Papa John’s President and COO Steve Ritchie avoided taking a political stance on the anthem controversy, but stressed that the NFL has to do something – and fast – to end the financial freefall.
“Those things got mischaracterized and misconstrued, that Papa John’s has some sort of a position politically on the protests – we have no position,” Ritchie told FOX Business on Wednesday. “Our only position is that we want the NFL to improve. … I think it’s fair to say that clearly some things need to change for the relationship to be mutually successful moving forward.”
The NFL’s 5.5-percent ratings drop after the first nine weeks – while the anthem protests still linger – cannot be ignored.

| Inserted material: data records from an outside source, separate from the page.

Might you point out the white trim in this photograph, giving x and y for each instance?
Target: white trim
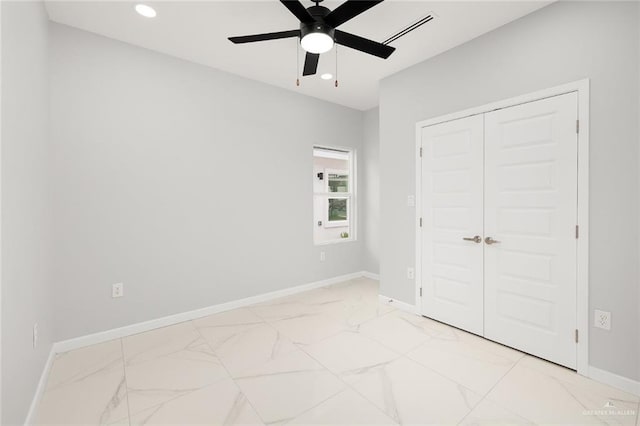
(506, 103)
(116, 333)
(42, 385)
(582, 268)
(615, 380)
(371, 275)
(352, 197)
(403, 306)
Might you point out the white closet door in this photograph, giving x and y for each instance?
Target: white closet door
(452, 210)
(530, 209)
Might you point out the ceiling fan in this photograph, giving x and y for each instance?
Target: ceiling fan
(318, 31)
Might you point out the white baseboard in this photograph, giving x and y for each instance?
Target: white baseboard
(403, 306)
(116, 333)
(371, 275)
(615, 380)
(42, 384)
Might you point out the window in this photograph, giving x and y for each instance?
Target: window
(333, 204)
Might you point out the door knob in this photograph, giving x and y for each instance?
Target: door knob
(476, 239)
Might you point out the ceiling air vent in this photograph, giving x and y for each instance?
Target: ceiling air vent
(408, 29)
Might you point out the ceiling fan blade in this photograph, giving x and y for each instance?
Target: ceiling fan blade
(298, 9)
(310, 63)
(266, 36)
(364, 45)
(348, 10)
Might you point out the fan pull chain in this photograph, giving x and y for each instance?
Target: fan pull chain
(336, 47)
(297, 63)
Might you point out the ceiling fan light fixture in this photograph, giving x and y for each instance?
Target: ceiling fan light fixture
(317, 42)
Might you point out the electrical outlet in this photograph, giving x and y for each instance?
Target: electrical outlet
(117, 290)
(35, 335)
(603, 319)
(410, 273)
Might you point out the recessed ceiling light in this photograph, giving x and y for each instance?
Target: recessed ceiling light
(146, 11)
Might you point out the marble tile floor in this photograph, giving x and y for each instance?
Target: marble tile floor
(331, 356)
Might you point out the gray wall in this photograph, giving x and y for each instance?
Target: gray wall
(26, 216)
(371, 191)
(190, 185)
(563, 42)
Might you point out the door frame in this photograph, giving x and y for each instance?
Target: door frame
(581, 87)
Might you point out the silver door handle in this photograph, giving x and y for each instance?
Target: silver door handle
(477, 239)
(490, 241)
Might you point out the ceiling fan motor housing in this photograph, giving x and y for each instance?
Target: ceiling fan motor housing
(316, 27)
(319, 26)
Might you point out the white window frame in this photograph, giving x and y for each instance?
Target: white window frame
(351, 222)
(339, 196)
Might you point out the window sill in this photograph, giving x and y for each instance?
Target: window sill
(340, 241)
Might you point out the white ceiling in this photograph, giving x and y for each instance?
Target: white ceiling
(197, 31)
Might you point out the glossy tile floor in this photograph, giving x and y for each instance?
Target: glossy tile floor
(329, 356)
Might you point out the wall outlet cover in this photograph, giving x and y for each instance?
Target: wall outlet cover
(35, 335)
(411, 273)
(117, 290)
(602, 319)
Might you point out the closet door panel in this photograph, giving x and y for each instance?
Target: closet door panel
(531, 211)
(452, 267)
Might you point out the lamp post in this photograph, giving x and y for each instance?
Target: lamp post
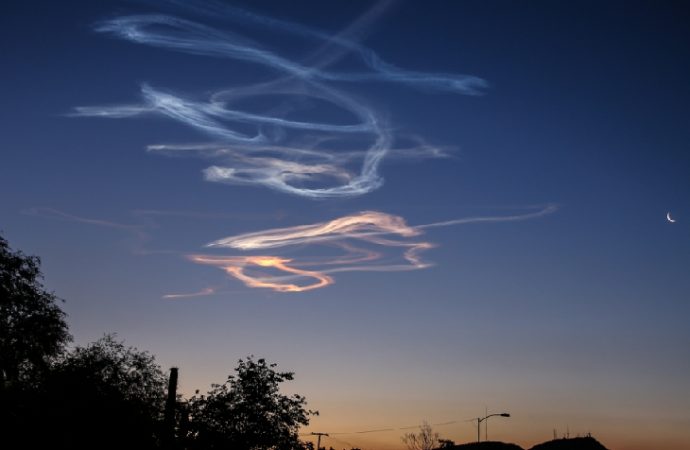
(481, 419)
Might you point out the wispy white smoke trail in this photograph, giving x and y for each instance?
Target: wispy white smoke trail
(361, 239)
(292, 156)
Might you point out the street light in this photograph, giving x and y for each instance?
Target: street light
(481, 419)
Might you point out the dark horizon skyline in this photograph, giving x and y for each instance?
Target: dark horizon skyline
(423, 210)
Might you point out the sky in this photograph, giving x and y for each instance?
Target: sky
(428, 211)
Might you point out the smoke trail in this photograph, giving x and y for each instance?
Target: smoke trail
(353, 235)
(290, 156)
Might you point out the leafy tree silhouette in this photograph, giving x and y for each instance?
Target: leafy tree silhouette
(32, 325)
(426, 439)
(105, 396)
(248, 412)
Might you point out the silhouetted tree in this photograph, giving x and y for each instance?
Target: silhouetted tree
(32, 326)
(248, 412)
(105, 396)
(426, 439)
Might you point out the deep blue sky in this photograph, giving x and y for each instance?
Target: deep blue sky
(577, 318)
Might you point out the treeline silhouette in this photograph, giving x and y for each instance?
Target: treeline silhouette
(106, 395)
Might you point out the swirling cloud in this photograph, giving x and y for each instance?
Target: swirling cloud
(365, 242)
(271, 149)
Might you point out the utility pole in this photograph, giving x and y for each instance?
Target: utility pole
(318, 441)
(170, 404)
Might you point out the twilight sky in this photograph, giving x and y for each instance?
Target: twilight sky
(425, 210)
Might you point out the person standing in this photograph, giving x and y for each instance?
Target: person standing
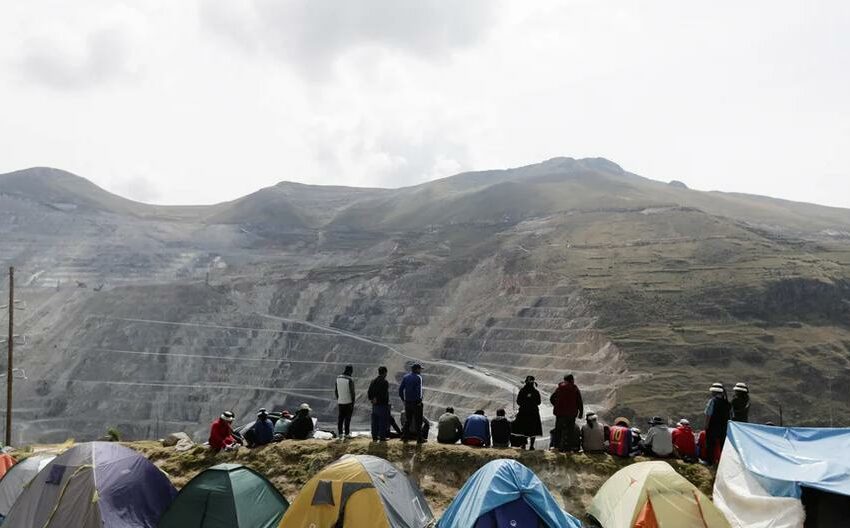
(344, 391)
(567, 406)
(221, 433)
(379, 395)
(527, 421)
(740, 403)
(717, 411)
(410, 392)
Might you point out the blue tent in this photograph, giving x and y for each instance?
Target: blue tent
(765, 470)
(505, 493)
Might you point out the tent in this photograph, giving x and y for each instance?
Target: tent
(505, 494)
(94, 485)
(17, 478)
(226, 496)
(358, 491)
(652, 494)
(6, 463)
(767, 475)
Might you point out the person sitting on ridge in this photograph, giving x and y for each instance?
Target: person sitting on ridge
(684, 441)
(301, 427)
(740, 403)
(659, 440)
(592, 435)
(221, 433)
(261, 431)
(281, 426)
(449, 428)
(500, 429)
(476, 430)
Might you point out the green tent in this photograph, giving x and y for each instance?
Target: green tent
(226, 496)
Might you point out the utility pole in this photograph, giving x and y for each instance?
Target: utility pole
(9, 373)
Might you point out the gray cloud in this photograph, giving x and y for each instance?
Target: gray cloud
(104, 57)
(312, 34)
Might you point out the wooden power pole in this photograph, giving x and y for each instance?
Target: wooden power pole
(11, 355)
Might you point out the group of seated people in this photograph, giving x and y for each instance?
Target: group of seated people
(620, 439)
(476, 431)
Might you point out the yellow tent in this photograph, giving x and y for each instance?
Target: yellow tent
(653, 495)
(359, 491)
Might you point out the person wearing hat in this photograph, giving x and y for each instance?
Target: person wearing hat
(659, 440)
(301, 427)
(592, 435)
(449, 428)
(344, 392)
(379, 395)
(717, 411)
(261, 431)
(684, 441)
(410, 392)
(221, 433)
(281, 426)
(740, 403)
(567, 406)
(527, 423)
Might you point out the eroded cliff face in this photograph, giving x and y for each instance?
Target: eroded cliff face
(155, 319)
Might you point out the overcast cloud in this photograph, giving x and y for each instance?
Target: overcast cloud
(205, 100)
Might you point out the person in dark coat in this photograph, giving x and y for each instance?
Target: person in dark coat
(301, 427)
(379, 395)
(740, 403)
(527, 421)
(567, 406)
(500, 430)
(411, 393)
(717, 412)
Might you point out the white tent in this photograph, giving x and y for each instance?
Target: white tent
(765, 473)
(17, 478)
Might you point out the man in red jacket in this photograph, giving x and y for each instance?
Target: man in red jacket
(684, 441)
(567, 404)
(221, 433)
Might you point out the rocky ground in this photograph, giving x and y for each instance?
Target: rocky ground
(440, 470)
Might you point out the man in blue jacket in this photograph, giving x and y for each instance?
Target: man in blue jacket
(476, 430)
(410, 392)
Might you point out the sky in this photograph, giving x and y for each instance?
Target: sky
(202, 101)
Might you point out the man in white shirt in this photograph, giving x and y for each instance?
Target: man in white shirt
(344, 391)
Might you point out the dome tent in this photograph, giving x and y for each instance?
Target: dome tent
(17, 478)
(226, 496)
(647, 494)
(358, 491)
(94, 485)
(505, 493)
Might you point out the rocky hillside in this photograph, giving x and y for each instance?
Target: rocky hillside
(154, 319)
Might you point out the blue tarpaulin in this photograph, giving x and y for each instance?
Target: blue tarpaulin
(498, 483)
(784, 459)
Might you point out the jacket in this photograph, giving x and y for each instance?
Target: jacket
(500, 429)
(740, 407)
(221, 435)
(684, 441)
(449, 429)
(379, 391)
(566, 400)
(263, 431)
(344, 389)
(301, 427)
(477, 427)
(593, 438)
(659, 440)
(410, 389)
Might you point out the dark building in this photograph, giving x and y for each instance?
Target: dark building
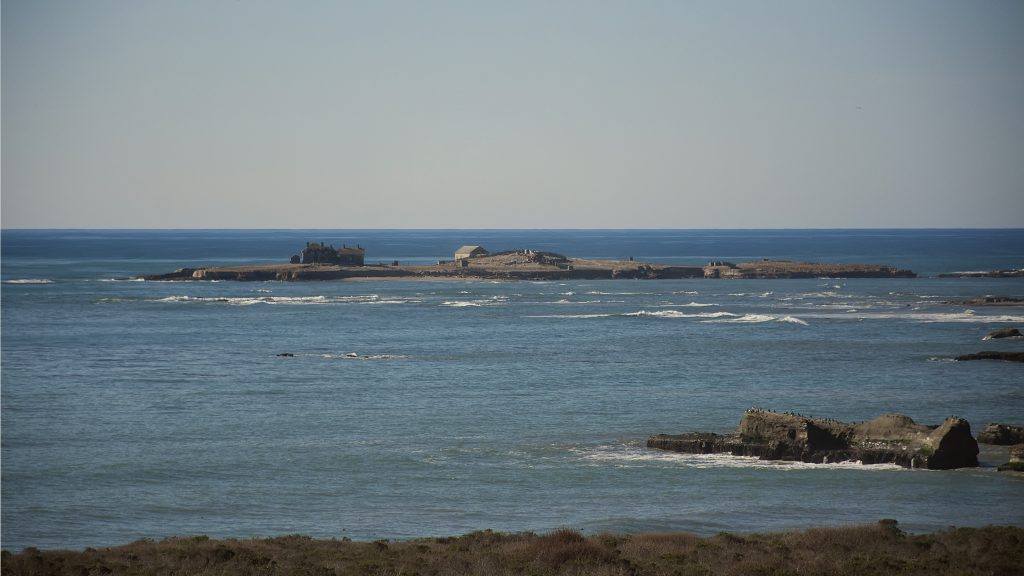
(326, 254)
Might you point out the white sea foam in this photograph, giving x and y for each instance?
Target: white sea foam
(760, 319)
(462, 303)
(573, 316)
(678, 314)
(634, 456)
(344, 356)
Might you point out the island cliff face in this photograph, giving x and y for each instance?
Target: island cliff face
(530, 264)
(888, 439)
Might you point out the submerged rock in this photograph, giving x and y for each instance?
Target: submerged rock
(888, 439)
(1004, 333)
(1016, 462)
(1001, 435)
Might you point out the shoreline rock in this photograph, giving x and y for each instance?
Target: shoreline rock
(1001, 435)
(989, 301)
(888, 439)
(985, 274)
(1004, 333)
(528, 264)
(1016, 463)
(992, 355)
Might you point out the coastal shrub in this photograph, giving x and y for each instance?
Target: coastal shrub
(844, 550)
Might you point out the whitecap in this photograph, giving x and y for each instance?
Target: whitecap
(461, 303)
(572, 316)
(678, 314)
(29, 281)
(760, 319)
(793, 320)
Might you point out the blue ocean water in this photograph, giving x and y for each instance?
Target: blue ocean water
(140, 409)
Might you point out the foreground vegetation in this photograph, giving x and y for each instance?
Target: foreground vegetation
(881, 548)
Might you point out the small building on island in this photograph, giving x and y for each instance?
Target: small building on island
(322, 253)
(469, 252)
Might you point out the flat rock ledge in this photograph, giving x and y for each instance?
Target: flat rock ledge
(888, 439)
(1001, 435)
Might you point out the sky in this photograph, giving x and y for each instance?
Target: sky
(475, 114)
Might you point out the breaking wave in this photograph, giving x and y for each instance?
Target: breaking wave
(759, 319)
(29, 281)
(677, 314)
(345, 356)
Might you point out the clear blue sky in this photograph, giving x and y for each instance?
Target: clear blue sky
(548, 114)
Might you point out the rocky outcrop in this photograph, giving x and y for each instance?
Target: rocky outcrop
(993, 355)
(1004, 333)
(986, 274)
(888, 439)
(1016, 462)
(318, 263)
(1001, 435)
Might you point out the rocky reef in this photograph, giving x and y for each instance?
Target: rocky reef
(1001, 435)
(1016, 463)
(1003, 333)
(1018, 273)
(528, 264)
(888, 439)
(992, 355)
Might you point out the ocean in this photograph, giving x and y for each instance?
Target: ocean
(143, 410)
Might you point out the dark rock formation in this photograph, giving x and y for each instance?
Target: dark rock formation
(1004, 333)
(1001, 435)
(1016, 462)
(888, 439)
(993, 355)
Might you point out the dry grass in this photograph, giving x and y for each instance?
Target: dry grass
(881, 548)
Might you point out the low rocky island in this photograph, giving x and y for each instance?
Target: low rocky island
(320, 261)
(888, 439)
(989, 301)
(1018, 273)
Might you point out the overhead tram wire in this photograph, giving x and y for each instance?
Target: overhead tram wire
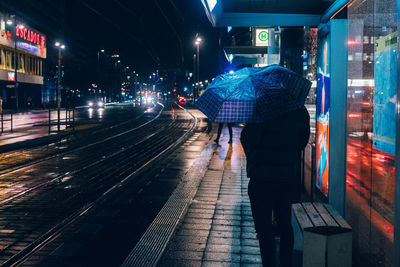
(140, 22)
(172, 28)
(79, 51)
(154, 58)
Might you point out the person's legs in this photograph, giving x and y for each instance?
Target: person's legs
(261, 207)
(230, 132)
(282, 213)
(220, 126)
(209, 126)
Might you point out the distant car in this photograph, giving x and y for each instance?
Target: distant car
(95, 104)
(182, 101)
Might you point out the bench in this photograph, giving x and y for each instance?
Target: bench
(322, 235)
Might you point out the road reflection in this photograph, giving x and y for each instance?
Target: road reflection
(370, 185)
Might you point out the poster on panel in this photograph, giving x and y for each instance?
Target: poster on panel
(385, 75)
(323, 105)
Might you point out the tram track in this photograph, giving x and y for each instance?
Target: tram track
(112, 173)
(28, 163)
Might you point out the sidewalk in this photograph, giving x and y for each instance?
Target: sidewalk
(218, 229)
(207, 221)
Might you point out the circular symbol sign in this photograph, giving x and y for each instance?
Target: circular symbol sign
(263, 36)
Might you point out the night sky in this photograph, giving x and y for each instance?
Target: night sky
(147, 34)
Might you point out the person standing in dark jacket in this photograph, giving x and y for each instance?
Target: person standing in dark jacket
(273, 151)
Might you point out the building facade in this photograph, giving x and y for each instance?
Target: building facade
(22, 55)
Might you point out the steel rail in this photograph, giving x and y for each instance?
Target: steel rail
(13, 169)
(54, 232)
(76, 171)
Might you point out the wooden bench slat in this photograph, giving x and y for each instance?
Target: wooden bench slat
(301, 217)
(329, 220)
(314, 215)
(339, 219)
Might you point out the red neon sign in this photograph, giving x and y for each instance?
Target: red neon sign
(28, 35)
(31, 36)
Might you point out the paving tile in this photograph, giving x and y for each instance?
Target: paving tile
(250, 242)
(248, 229)
(228, 228)
(250, 265)
(224, 234)
(248, 235)
(250, 250)
(183, 255)
(197, 220)
(220, 264)
(199, 215)
(250, 258)
(198, 226)
(190, 239)
(188, 246)
(223, 248)
(179, 263)
(217, 256)
(203, 211)
(224, 241)
(226, 222)
(193, 232)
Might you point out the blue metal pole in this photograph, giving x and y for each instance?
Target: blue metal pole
(333, 9)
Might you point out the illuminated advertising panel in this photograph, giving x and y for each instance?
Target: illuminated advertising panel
(25, 38)
(323, 106)
(262, 36)
(384, 126)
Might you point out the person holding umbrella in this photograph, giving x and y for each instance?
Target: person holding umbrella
(270, 101)
(273, 155)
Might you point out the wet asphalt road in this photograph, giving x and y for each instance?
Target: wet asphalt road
(43, 186)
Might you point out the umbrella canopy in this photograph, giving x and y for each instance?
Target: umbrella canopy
(253, 94)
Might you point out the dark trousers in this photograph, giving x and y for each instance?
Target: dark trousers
(220, 126)
(266, 197)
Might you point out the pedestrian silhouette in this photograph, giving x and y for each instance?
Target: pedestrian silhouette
(220, 126)
(273, 151)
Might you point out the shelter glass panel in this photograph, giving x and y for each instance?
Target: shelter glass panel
(372, 82)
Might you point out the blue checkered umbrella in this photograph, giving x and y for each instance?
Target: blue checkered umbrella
(253, 94)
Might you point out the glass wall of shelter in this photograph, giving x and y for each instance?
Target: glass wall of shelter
(371, 129)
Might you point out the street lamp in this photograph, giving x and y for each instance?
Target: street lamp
(98, 67)
(197, 42)
(60, 47)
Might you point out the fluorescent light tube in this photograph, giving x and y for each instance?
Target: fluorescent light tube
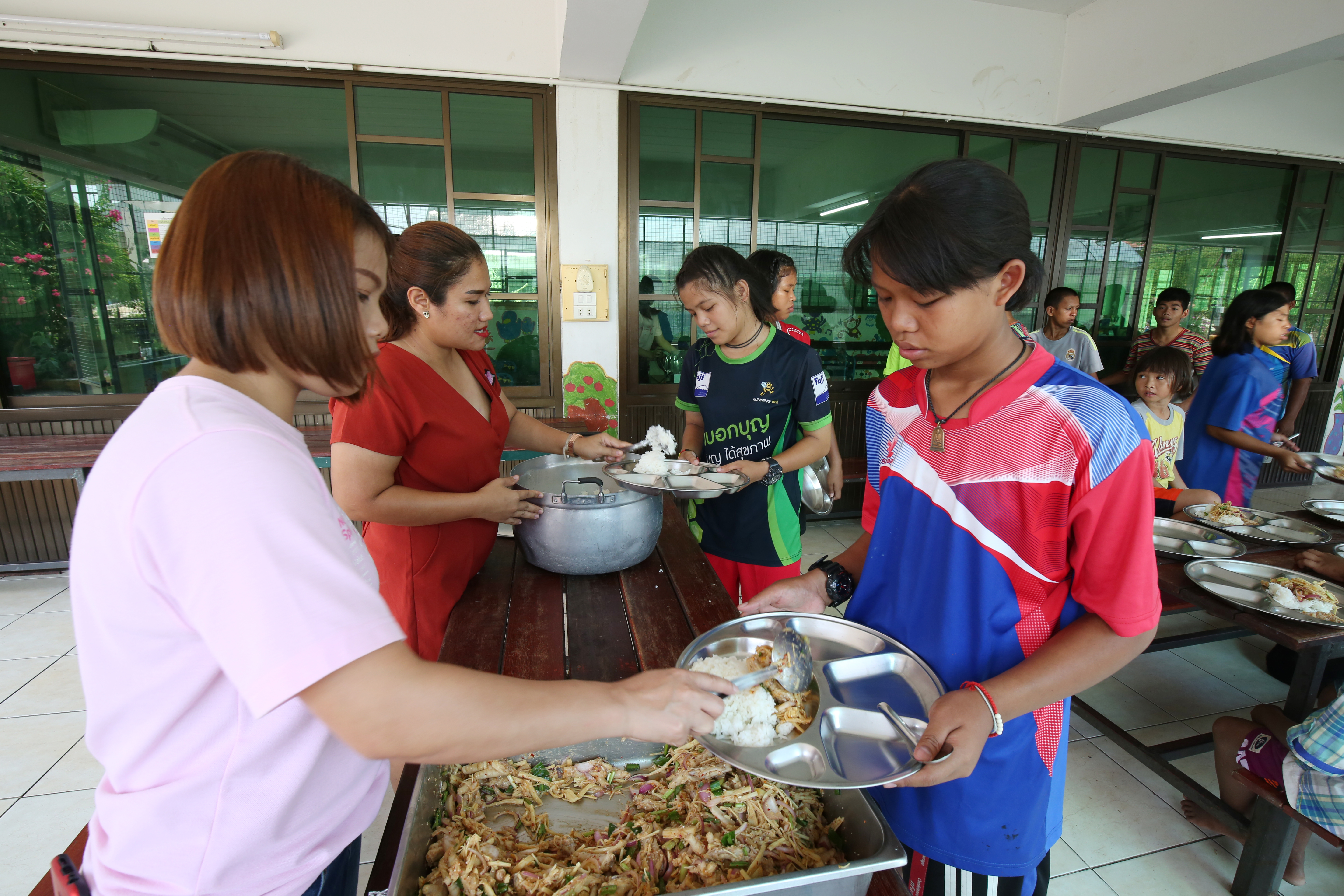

“The company cited the NFL’s struggles when it lowered its sales guidance for the rest of the fiscal year earlier this month,” Fox Business’ Thomas Barrabi informed. “At the time, Schnatter told analysts on an earnings call that the league’s failure to resolve ‘the current debacle to the players’ and owners’ satisfaction’ has ‘hurt Papa John’s shareholders.’”
Those on the left believe that Papa John’s is out of line assuming that the NFL’s (and their own) financial woes are a direct result of the anthem protests.
“Critics ripped Papa John’s for failing to provide adequate proof that the NFL was responsible for its sales struggles,” Barrabi noted. “The company’s stock is down roughly 15 percent since its Nov. 1 results.”
Heads at the pizza giant maintain that their assertion about the reason for their declining business is based on solid analysis.
“However, Papa John’s executives say they reached their determination based on solid data,” Barribi added. “During the early stages of the NFL season, an analysis of email open rates, website traffic, online orders and A/B testing on NFL-related marketing campaigns showed that Papa John’s NFL sponsorship was having a negative impact on consumer engagement, according to Papa John’s Chief Marketing Officer Brandon Rhoten.”
Rhoten justified his blame of the NFL for his company’s plummeting sales.
“We have very detailed information that tells us what is aiding and what’s not aiding our sales, and the picture was very clear,” Rhoten assured, according to Fox Business.
Papa John’s has seen enough of its dwindling profits due to the alleged mismanagement of the NFL, and that business relationship could change soon if the league does not do anything to make things right.
“The company has also tracked a decline in Sunday pizza sales during the NFL season in both 2017 and 2016, which coincides with the league’s viewership decline,” Barribi emphasized. “Officials did not provide a percentage for the sales decline, but said Sundays had seen ‘improving performance’ in the earlier years of its NFL partnership, which began in 2010. Papa John’s executives also would not say how much of their marketing budget is tied to the NFL, though Rhoten confirmed it composes ‘the majority’ of their fall and winter spending.”